In 1983, with the end of martial law he was released. However, soon after he was seized by the communist secret police, the Służba Bezpieczeństwa (Security Services), taken to the Kampinos Forest and burned with a mixture of phenol and lysol. The perpetrators had actually been ordered by their commander, Cpt. Grzegorz Piotrowski (who was also responsible for the murder of Father Jerzy Popiełuszko), to have Krupski strip completely naked before the acid was dumped on him so that the mixture would burn through his skin, damage his internal organs and kill him. They were supposed to have had thrown his body into a nearby water reservoir afterward. However, the policemen had been in such a hurry that they only made him take off his jacket and boots and as a result, the thick sweater he was wearing prevented most of the damage, saving his life. After the fall of communism, in 1991, an investigation was launched into the kidnapping and some of those responsible were identified. Along with Piotrowski, the political crime was ordered by Bohdan Kuliński.

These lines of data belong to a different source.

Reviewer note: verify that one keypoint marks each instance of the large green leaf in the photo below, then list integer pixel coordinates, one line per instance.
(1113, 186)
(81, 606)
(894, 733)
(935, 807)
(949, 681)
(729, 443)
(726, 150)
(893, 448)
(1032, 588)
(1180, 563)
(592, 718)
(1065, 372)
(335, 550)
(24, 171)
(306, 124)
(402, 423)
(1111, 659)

Documents also showed that at the time Piotrowski wrote to the chief of the secret police, Czesław Kiszczak, informing him that "Krupski is still alive".

==In post communist Poland==

After the fall of communism he was a member of a Sejm extraordinary committee charged with examining the effects and consequences of the martial law in Poland of the early 1980s. He was also the executive director of the publishing house "Krupski i S-ka" between 1993 and 2000. From 2000 until 2006 he was the vice-president of the Institute of National Remembrance (Instytut Pamięci Narodowej).

Krupski resumed editing the journal in post Communist Poland under a new title Editions: Spotkania in 1990 and continued to do so until 1992.

He died on 10 April 2010 in the 2010 Polish Air Force Tu-154 crash near Smolensk, Russia. On 16 April 2010 Krupski was decorated posthumously with the Grand Cross of the Order of Polonia Restituta. Ten days after the crash, he was buried in the Military Cemetery in Warsaw.

At the time of his death, Krupski was the director of the Department of Combatants and Victims of Repression (Polish:Urzad do Spraw Kombatantów i Osób Represjonowanych). He resided with his wife and seven children in Grodzisk Mazowiecki.